Definition: Let X be a vector space. An affine hyperplane H is a level set of some linear functional \zeta \in X^*, ie. H= \{x \in X \mid \langle \zeta,x \rangle=c \} with c \in \mathbb{R}.

In particular, such an hyperplane disconects X into two half-spaces \{x \in X \mid \langle \zeta,x \rangle \leq c\} and \{x \in X \mid \langle \zeta,x \rangle \geq c\}, and we say that H separates two subsets if they are included in two different half-spaces.

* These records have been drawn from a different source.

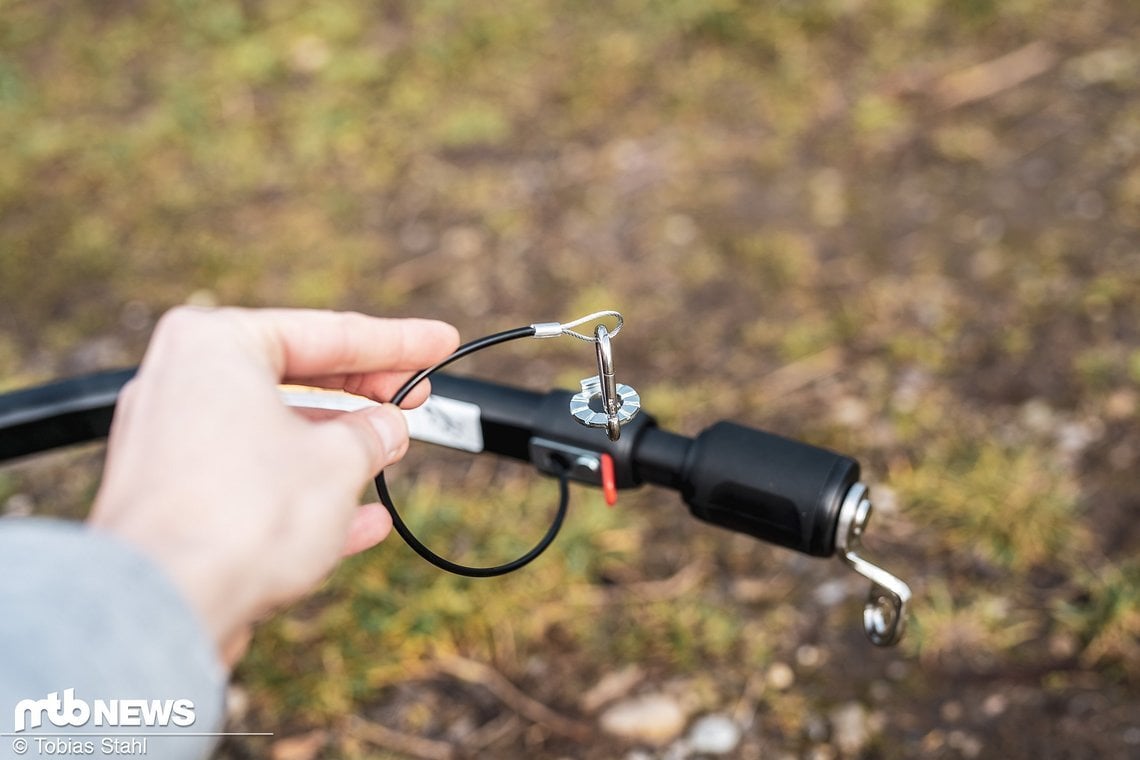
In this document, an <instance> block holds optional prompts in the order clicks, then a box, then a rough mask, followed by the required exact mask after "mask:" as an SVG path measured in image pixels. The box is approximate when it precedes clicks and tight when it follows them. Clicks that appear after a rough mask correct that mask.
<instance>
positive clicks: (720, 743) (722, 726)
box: [689, 714, 741, 754]
mask: <svg viewBox="0 0 1140 760" xmlns="http://www.w3.org/2000/svg"><path fill="white" fill-rule="evenodd" d="M740 738H741V732H740V726H738V725H736V724H735V721H733V720H732V719H731V718H728V717H727V716H720V714H710V716H705V717H703V718H701V719H700V720H698V721H697V722H695V724H693V727H692V728H691V729H690V730H689V746H690V749H691V750H692V751H693V752H697V753H698V754H727V753H728V752H733V751H734V750H735V749H736V746H738V745H739V744H740Z"/></svg>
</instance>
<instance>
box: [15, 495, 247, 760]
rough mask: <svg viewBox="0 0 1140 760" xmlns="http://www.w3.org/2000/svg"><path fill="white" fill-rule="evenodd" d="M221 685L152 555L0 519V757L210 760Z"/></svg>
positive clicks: (208, 645) (64, 523) (213, 663)
mask: <svg viewBox="0 0 1140 760" xmlns="http://www.w3.org/2000/svg"><path fill="white" fill-rule="evenodd" d="M225 686H226V670H225V669H223V667H222V665H221V663H220V662H219V660H218V655H217V652H215V649H214V645H213V641H212V640H211V639H210V637H209V636H207V635H206V631H205V629H204V627H203V626H202V623H201V622H200V621H198V620H197V618H196V615H195V613H194V611H193V610H192V608H190V607H189V605H188V604H187V602H186V600H185V599H184V598H182V595H181V594H180V593H179V591H178V589H177V588H176V587H174V586H173V583H172V582H171V581H170V580H168V579H166V577H165V575H164V574H163V573H162V572H161V571H160V569H158V567H157V566H156V565H155V564H154V563H153V562H150V561H149V559H148V558H147V557H145V556H143V555H141V554H140V553H138V551H137V550H136V549H133V548H132V547H130V546H128V545H125V544H124V542H121V541H119V540H116V539H114V538H112V537H109V536H107V534H104V533H100V532H98V531H95V530H91V529H89V528H87V526H86V525H82V524H80V523H70V522H62V521H50V520H39V518H30V517H22V518H2V520H0V734H2V736H0V758H9V757H11V758H40V757H52V758H70V757H87V758H90V757H115V755H119V754H135V755H143V757H150V758H163V759H169V760H192V759H193V760H200V759H202V758H207V757H209V755H210V752H211V750H212V749H213V745H214V743H215V733H217V732H219V730H221V721H222V713H223V698H225ZM36 724H39V725H38V726H36ZM140 750H141V751H140Z"/></svg>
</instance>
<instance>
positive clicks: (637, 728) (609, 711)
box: [598, 694, 685, 746]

Theorem: (separation) Let X be a vector space and C_1,C_2 \subset X be two nonempty disjoint convex subsets. If C_1 is open then there exists an affine hyperplane separating C_1 and C_2.

Sketch of proof. Let x_0 \in C_1 and y_0 \in C_2. Define z=x_0-y_0 and C=C_2-C_1+z, and consider the following Minkowski functionnal:

g : \left\{ \begin{array}{ccc} X & \to & [0,+ \infty) \\ x & \mapsto & \inf \{ \lambda >0 \mid x \in \lambda C \} \end{array} \right.

Notice that g is well-defined because C is open. Then, define the linear functional:

\xi : \left\{ \begin{array}{ccc} \mathbb{R}z & \to & \mathbb{R} \\ tz & \mapsto & t \end{array} \right.

If t \leq 0, clearly \langle \xi, tz \rangle =t\leq g(tz). If t>0, then \langle \xi ,tz \rangle =t \leq tg(z)=g(tz) since z \notin C implies g(z) \geq 1. Therefore \xi \leq p.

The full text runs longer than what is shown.